This is a mirror of hologram-generic-ai-agent-vs/docs/agent-pack-schema.md, the canonical source of truth for the agent-pack.yaml schema. When the upstream file changes, refresh this page as part of the same PR (see update.md §10).

For the tour, start with the Agent Pack overview.

Agent packs make the AI agent chatbot fully configurable so the same binary can be reused for different conversational agents.

Goals

  • Single source of truth: prompts, welcome messages, flows, tools, MCP servers, RAG/memory settings, and integrations live inside one manifest.
  • Backward compatibility: if AGENT_PACK_PATH is not defined or the manifest is invalid, the application falls back to legacy environment variables.
  • Environment overrides: any string value can reference ${VAR_NAME} so deployments can override values at runtime.
  • Early validation: the loader rejects malformed manifests during startup and surfaces warnings.

Location and structure

agent-packs/
<agent-id>/
agent-pack.yaml # or agent-pack.yml / agent-pack.json

The service reads the path provided via AGENT_PACK_PATH. If not set, it defaults to agent-packs/ in the current working directory.

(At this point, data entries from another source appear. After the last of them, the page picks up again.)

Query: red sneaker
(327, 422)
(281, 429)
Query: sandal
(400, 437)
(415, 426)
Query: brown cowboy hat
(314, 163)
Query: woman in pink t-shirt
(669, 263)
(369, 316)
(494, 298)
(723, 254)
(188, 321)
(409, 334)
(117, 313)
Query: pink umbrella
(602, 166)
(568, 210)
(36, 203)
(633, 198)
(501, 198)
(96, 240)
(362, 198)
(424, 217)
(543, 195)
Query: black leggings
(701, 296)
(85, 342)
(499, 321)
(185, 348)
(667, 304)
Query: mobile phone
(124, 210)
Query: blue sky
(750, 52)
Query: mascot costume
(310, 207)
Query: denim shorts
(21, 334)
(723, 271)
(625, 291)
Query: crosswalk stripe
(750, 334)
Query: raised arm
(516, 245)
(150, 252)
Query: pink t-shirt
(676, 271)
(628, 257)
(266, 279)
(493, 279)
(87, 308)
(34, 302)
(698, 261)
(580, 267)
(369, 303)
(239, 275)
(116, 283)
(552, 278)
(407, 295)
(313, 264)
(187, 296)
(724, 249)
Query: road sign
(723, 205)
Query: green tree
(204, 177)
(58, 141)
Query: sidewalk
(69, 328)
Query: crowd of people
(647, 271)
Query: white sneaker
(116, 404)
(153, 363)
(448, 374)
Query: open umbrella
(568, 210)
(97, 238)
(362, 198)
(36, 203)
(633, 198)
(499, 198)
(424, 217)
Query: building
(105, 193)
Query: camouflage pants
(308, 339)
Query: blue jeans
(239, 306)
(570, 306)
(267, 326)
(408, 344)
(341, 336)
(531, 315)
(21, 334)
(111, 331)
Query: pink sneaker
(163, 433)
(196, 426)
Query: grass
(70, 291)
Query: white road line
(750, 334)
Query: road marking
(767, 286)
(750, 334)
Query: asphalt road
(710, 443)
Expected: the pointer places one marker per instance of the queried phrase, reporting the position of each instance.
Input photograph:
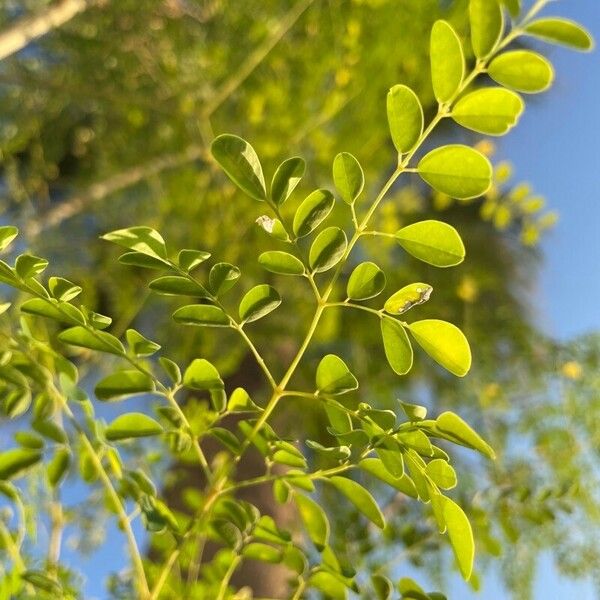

Accepted filenames: agent-pack.yaml, agent-pack.yml, agent-pack.json.

Manifest fields (agent-pack.yaml)

FieldTypeRequiredDescription
metadataobjectnoAgent identifiers and descriptive data.
languagesmapnoPer-language prompts/messages (en, es, etc.).
llmobjectnoLLM provider and model parameters.
ragobjectnoRAG and vector store settings.
memoryobjectnoMemory backend and session window config.
flowsobjectnoWelcome, authentication, and menu behavior.
toolsobjectnoDynamic tool JSON and bundled tool settings.
mcpobjectnoMCP (Model Context Protocol) server connections.
imageGenerationobjectnoImage generation providers and MinIO storage.
speechToTextobjectnoSpeech-to-text (voice note transcription) configuration.
integrationsobjectnoExternal service configuration (VS Agent, DB, etc.).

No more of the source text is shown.